Renzi, parlando ieri mattina alla radio “Rtl 102,5” ha ricordato che l’Italia è “il Paese che investe sulla sanità la metà della Germania, quindi forse vale la pena prendere i soldi del Mes, come chiedono tutti. Salvini e Grillo non vogliono il Mes perché ce l’hanno con l’Ue”. Il problema è che il Recovery ancora non è stato presentato, quindi sono d’accordo con il premier che dice di fare presto e a lui dico di correre: facciamo il decreto Ristori 5 che aspettiamo da troppo tempo, c’è bisogno di correre. Non ne posso più di perdere tempo”.
Toni più morbidi? È tutto da vedere, stasera, o stanotte, dopo la fine del Cdm si saprà se i due minstri renziani, la Bellanova ed Elena Bonetti, rassegneranno le dinissioni, cosa che, al momento, appare la più probabile.
Per Conte evitare le dimissioni è impresa ardua. Con la presenza dietro le quinte, discreta ma decisiva, del Colle più alto, il percorso sembra tracciato: prima l’approvazione del Recovery plan e del decreto Ristori 5 e poi crisi-lampo da risolbere in non più di dieci giorni.
Già domani, mercoledì, il presidente del Consiglio potrebbe salire al Quirinale per rassegnare le dimissioni, quindi si dovrebbe aprire una crisi “pilotata”, con un nuovo incarico allo stesso Giuseppe Conte per costituire il suo terzo governo con qualche aggiustamento nei ministeri rispetto all’attuale. Insomma, nella sostanza un rimpasto, nella forma si consumerebbe il passaggio da un governo all’altro preteso da Renzi.
Andrà tutto liscio? Non c’è da scommetterci, il senatore di Rignano sull’Arno non è tipo di cui ci si possa fidare ad occhi chiusi. E quando si rimescolano le carte del governo si agitano le acque dentro i partiti, non si sa mai quello che può succedere. Nel PD, per esempio, uno tra i “malpancisti”, secondo i bene informati, è il capogruppo alla Camera Graziano Del Rio che, non più tardi di ieri, dichiarava: “ La parola d’ordine deve essere costruire insieme e l’imperativo è fare presto. Anche per questo, come noi democratici chiediamo da mesi, serve un deciso rilancio dell’azione di governo attraverso un Patto di legislatura che dia alla maggioranza, nella mutata condizione complessiva, una visione definita ed unitaria del cambiamento necessario all’Italia che certamente non ha bisogno di crisi al buio o perenni conflittualità”.

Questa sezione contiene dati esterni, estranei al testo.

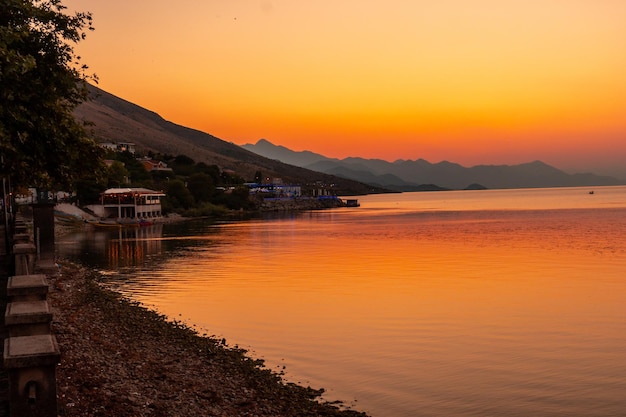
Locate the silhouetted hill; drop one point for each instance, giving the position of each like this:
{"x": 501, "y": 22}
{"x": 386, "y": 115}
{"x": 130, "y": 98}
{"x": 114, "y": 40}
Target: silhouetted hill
{"x": 405, "y": 175}
{"x": 117, "y": 120}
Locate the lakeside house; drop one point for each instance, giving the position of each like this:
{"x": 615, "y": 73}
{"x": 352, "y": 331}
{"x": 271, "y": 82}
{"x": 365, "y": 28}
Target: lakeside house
{"x": 119, "y": 146}
{"x": 129, "y": 203}
{"x": 275, "y": 190}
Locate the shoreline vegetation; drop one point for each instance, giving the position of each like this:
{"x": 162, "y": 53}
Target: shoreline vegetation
{"x": 120, "y": 358}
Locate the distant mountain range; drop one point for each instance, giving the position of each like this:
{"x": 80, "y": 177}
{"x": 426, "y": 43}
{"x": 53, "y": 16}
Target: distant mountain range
{"x": 119, "y": 121}
{"x": 407, "y": 175}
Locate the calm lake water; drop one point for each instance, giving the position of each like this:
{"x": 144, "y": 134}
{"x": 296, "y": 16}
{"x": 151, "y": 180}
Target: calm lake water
{"x": 463, "y": 303}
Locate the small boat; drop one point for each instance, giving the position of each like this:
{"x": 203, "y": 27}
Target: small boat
{"x": 67, "y": 217}
{"x": 104, "y": 223}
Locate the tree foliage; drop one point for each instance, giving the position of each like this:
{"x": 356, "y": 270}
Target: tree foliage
{"x": 41, "y": 83}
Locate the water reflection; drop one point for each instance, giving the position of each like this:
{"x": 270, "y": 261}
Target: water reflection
{"x": 490, "y": 311}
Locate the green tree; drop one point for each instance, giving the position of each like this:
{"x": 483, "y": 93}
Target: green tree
{"x": 41, "y": 83}
{"x": 201, "y": 187}
{"x": 178, "y": 195}
{"x": 118, "y": 174}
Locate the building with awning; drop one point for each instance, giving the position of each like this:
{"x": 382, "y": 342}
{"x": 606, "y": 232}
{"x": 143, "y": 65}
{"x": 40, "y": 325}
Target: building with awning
{"x": 129, "y": 203}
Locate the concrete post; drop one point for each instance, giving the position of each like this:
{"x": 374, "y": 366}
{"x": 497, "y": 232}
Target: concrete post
{"x": 24, "y": 258}
{"x": 31, "y": 363}
{"x": 43, "y": 229}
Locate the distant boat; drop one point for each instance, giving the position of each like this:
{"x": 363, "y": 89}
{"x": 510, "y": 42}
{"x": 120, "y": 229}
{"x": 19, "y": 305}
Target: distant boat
{"x": 67, "y": 217}
{"x": 104, "y": 223}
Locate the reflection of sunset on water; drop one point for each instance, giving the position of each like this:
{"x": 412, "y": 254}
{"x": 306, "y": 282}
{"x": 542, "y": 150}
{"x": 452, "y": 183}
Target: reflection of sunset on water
{"x": 452, "y": 312}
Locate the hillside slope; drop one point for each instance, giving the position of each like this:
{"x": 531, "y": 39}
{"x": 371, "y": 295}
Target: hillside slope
{"x": 117, "y": 120}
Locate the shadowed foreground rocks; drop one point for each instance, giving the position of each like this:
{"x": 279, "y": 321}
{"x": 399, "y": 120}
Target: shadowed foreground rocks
{"x": 120, "y": 359}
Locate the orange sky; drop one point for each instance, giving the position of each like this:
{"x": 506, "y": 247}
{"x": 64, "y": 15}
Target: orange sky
{"x": 481, "y": 81}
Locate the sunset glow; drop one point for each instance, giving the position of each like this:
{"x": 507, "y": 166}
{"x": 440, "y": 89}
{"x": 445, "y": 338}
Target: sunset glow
{"x": 480, "y": 82}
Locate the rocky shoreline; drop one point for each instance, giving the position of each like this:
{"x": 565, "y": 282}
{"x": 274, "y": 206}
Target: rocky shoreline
{"x": 121, "y": 359}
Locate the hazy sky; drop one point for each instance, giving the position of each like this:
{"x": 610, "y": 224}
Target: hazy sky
{"x": 468, "y": 81}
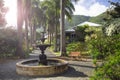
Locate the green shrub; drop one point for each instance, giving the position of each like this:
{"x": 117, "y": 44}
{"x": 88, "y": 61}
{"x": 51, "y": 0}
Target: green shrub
{"x": 75, "y": 46}
{"x": 102, "y": 46}
{"x": 109, "y": 70}
{"x": 108, "y": 50}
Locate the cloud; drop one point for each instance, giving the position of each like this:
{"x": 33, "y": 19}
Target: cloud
{"x": 92, "y": 8}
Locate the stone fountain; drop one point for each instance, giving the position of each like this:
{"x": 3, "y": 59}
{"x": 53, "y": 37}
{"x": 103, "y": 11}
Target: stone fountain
{"x": 43, "y": 66}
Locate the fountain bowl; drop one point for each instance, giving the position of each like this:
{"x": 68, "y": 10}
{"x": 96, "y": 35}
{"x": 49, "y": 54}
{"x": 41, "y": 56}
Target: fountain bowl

“L’accordo sul Recovery in generale non lo darei per fatto, ci sono molte questioni aperte”, avvertiva ieri parlando ad “Agorà” su Rai 3, il vicesegretario del PD, Andrea Orlando. Ma Orlando chiude a qualsiasi ipotesi di “governissimo con dentro tutte le forze parlamentari “se si va oltre Conte si va anche oltre questa maggioranza e noi – afferma – non possiamo fare accordi per gestire i fondi con persone che sono antieuropee e non possiamo fare accordi per gestire la lotta alla pandemia con persone che sono semi-negazioniste”
Insomma, il punto di equilibrio per un nuovo patto di maggioranza rimane Giuseppe Conte. Tutti, meno Renzi, si dicono convinti che dopo Conte ci sono soltanto le elezioni anticipate.
Intanto la pandemia del Covid 19 non dà tregua. Il premier Conte ha rilasciato ieri dichiarazioni allarmate: “Sta arrivando un’impennata dei contagi. Dopo Gran Bretagna, Irlanda, Germania sta arrivando anche da noi: non sarà facile, dobbiamo fare ancora dei sacrifici”.